1. Religion story of the week: I plan to delve into this more next week, but the Houston Chronicle — which apparently no longer has a religion writer -- nonetheless has produced a major enterprise project on megachurch pastor and author Joel Osteen by business writer Katherine Blunt.

The series, which launched online Thursday, is titled "The Preacher's Son" and promises to explore "the origins and spectacular growth of Houston's Lakewood Church under pastor Joel Osteen."

I found the first part interesting and insightful, even if I'm certain it leaves some room for a constructive GetReligion critique.

2. Most popular GetReligion post: Editor Terry Mattingly's post headlined "It's wrath of God stuff: Thinking past Paige Patterson and into the Southern Baptist future" occupies the No. 1 spot this week.
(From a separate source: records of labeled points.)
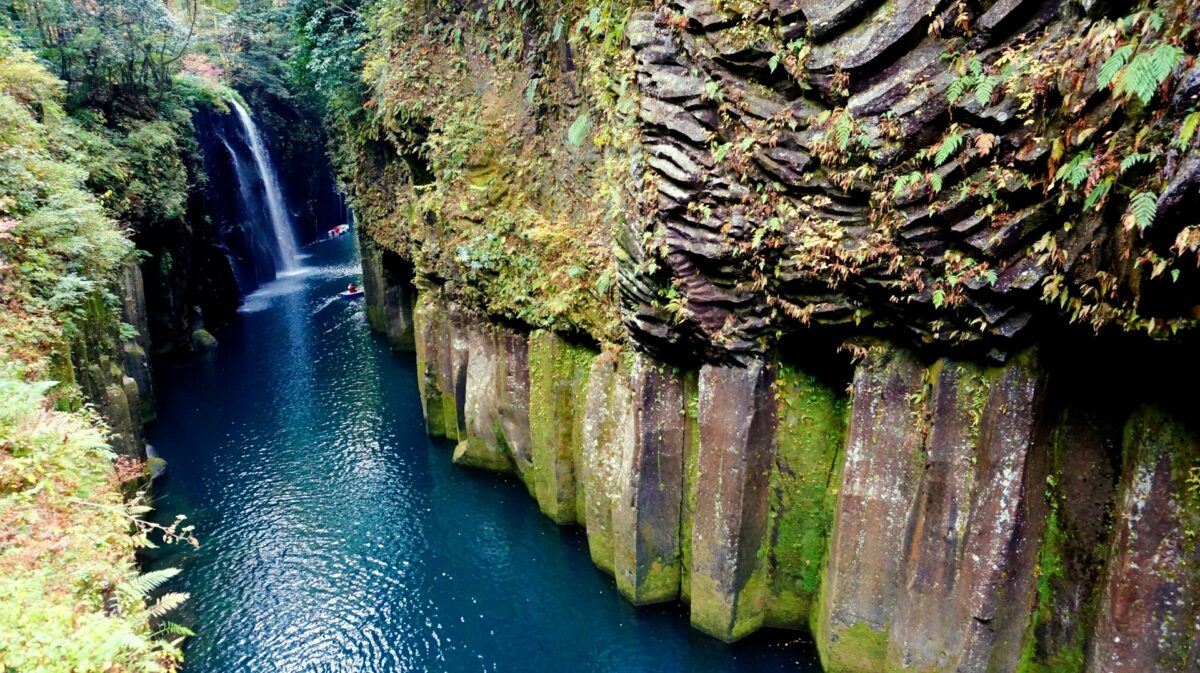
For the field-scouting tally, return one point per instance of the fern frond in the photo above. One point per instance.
(1187, 130)
(949, 146)
(579, 130)
(175, 629)
(166, 604)
(145, 583)
(1096, 197)
(1149, 70)
(1143, 208)
(1113, 66)
(1135, 158)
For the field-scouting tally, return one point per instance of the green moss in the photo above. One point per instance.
(809, 439)
(855, 649)
(690, 472)
(725, 616)
(426, 319)
(477, 454)
(558, 373)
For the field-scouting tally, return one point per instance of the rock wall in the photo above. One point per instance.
(942, 516)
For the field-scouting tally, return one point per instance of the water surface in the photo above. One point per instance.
(336, 536)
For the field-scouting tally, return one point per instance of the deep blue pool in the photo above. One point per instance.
(336, 536)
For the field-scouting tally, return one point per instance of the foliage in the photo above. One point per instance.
(63, 514)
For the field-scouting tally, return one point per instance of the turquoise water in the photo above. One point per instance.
(336, 536)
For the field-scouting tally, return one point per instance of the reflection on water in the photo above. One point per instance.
(337, 538)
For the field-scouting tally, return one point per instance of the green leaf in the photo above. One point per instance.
(145, 583)
(1113, 66)
(1187, 130)
(1098, 192)
(949, 146)
(1135, 158)
(579, 130)
(1143, 208)
(1149, 70)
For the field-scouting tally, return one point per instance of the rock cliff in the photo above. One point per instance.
(834, 317)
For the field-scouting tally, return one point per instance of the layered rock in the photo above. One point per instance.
(948, 516)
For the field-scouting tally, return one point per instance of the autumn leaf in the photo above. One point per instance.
(984, 143)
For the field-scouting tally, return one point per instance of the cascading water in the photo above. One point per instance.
(281, 223)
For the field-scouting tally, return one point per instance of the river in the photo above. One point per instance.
(336, 536)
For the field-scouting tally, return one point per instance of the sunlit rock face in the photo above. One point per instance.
(849, 244)
(934, 170)
(921, 515)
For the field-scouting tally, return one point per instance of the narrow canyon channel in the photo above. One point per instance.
(336, 536)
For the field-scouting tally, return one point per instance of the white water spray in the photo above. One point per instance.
(285, 238)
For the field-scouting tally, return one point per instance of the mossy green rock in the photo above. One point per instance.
(737, 425)
(1149, 608)
(804, 481)
(558, 377)
(648, 512)
(427, 317)
(606, 438)
(879, 485)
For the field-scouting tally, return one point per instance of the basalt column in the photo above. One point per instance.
(737, 421)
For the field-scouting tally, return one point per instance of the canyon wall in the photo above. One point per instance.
(931, 515)
(844, 317)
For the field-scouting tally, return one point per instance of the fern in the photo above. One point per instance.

It probably helped that Ross Douthat of The New York Times quoted that post in his "The Baptist Apocalypse" column at midweek.

That one was published before more stunning news emerged Wednesday concerning Patterson and his role -- now stripped to nothing -- at Southwestern Baptist Theological Seminary in Fort Worth, Texas. For insight on that, see tmatt's Thursday post titled "Watching Southern Baptist dominoes: Whither the Paige Patterson files on 2003 rape report?" Did anyone catch the "Jaws" reference?

3. Guilt folder fodder (and more): I know this one has been circulating in our GetReligion email chains, but I don't think anyone has mentioned it in a post, so I'll do so.

New York Times faith and politics correspondent Elizabeth Dias -- of whom I am a fan -- followed Franklin Graham's bus caravan up California ahead of its primary.

His mission, Dias reported: to urge evangelicals to take a stand against their state's "blue wall." Does that equal lobbying for the GOP?

Read Dias' story on "The Evangelical Fight to Take Back California."

4. Shameless plug: U.S. church groups are canceling summer mission trips to Nicaragua amid ongoing political violence in Central America's poorest nation.

More than 90 people have died since clashes began six weeks ago between President Daniel Ortega's forces and civilian protesters, according to observers.

Read my story in The Christian Chronicle.

5. Final thought: As a reader noted in an email to GetReligion this week, real-life religion headlines sometimes sound like they were taken straight out of the satire newspaper The Onion or the Christian satire newspaper The Babylon Bee.

For example, try to guess which one of these headlines this week is not satire:

• Baptist church removing Jesus statue it deems too ‘Catholic’

• Televangelist says God told him he needs 4th private plane

Correct answer: Neither headline is satire or fake news. Both really happened. Folks, the Godbeat is never boring.